We often talk about triggers as if they are catastrophic events which leave us (and everyone in our vicinity) reeling from the retraumatization. Many believe that a trigger has to be something so closely linked to our trauma there is no mistaking the pattern in place. This can lead us to the false belief that trigger avoidance is a feasible strategy for life after trauma. This also leads us to the false belief we will know when our past trauma is triggered.
Don’t get me wrong, there have been some huge triggers in my life. When my children’s father abandoned our family, the resulting emotional wreckage was clear and intensely painful. While I didn’t have my memories back yet, I knew the impact on my life was significant. I knew it was a reminder of something. I just didn’t know what.
But most of my triggers are not the proverbial “baseball bat from the universe”. They are whispers. And they leave me with a general sense that things aren’t right. They leave me with the sense that I am trying to fix the unfixable, to live a life that wasn’t mine to live. Most of my triggers seem to be saying, “You are fighting a losing battle.” In reality, I am not fighting a battle at all. But my inner parts don’t know that. They believe this life is all about the fight. They are fighting to stay alive. They are fighting for resources. They are fighting to get the love they want.
And when a series of things goes wrong or doesn’t work the way I planned, the feeling sets in. Why are they fighting so hard when it doesn’t work? Why are they exhausting themselves for nothing? The world is against them. It would be better to give up.
While the sentiment is wrong, some of those questions do need to be asked. Why are we fighting so hard? Really. Is life supposed to be a fight? I struggle with this one all the time. From everything I read, it seems letting go would be a better approach. At the very least, it would be much less exhausting. But those exhausted parts are the first to protest when I consider that possibility.
What would happen if I stopped worrying? Something important would be missed.
What would happen if I let the universe work for me? The universe will betray them.
What would happen if I stopped fighting? Death.
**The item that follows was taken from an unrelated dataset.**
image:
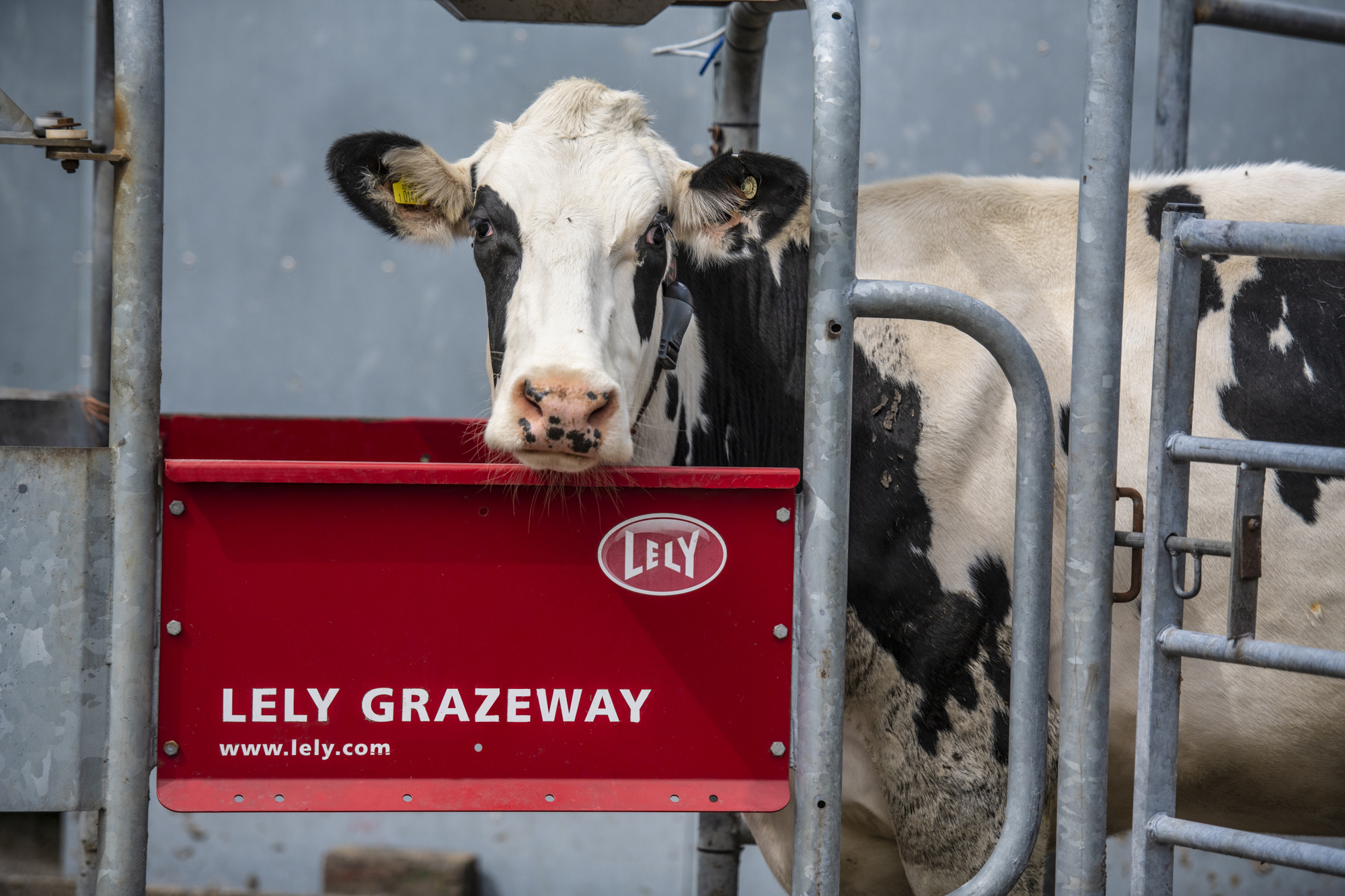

To my inner parts, death is the only real outcome of letting go. Although they are sure it will be preceded by betrayal and failure. So they fight against all of it. They fight against life. They push and push to get ahead of this horrible adversary they face, the adversary without a name or a face. And when something goes wrong, they immediately assume the adversary is winning. They are losing. The resulting feeling overwhelms my entire system.
That feeling is hopelessness. We don’t have what it takes to succeed. We might as well give up. There is no winning for us. No matter how hard we try, we won’t make anything any better. The world and the universe will never support us.
The loss leaves me in a place of paralysis, depression and burnout. But in reality, I was fighting against something that didn’t exist. I am losing a one-sided battle. An invisible, non-existent adversary is winning a battle it isn’t fighting. I am feeling devastated at the possibility of surrendering to a foe that was created out of thin air.
There used to be a foe. And that foe was horrible. But that enemy is long gone. They don’t control me anymore. Of course, that message hasn’t reached my inner parts yet. So my job is to help them understand the fight is over. We get to stop battling now. That war ended long ago. But that job is not easy. They don’t believe me and they don’t want to take any chances.
But they know something else. They know how hard this fight is. They would love to live life without the fight. They would love to rest from the painful struggle. And that is my way in. I must appeal to their exhaustion. I must reiterate that life is only worth living without the fight. I must tell them I think it is okay to take a risk for the purpose of finding a less painful path through life. They may not believe it is possible, but they are motivated to learn how to believe it. And I can help them get there.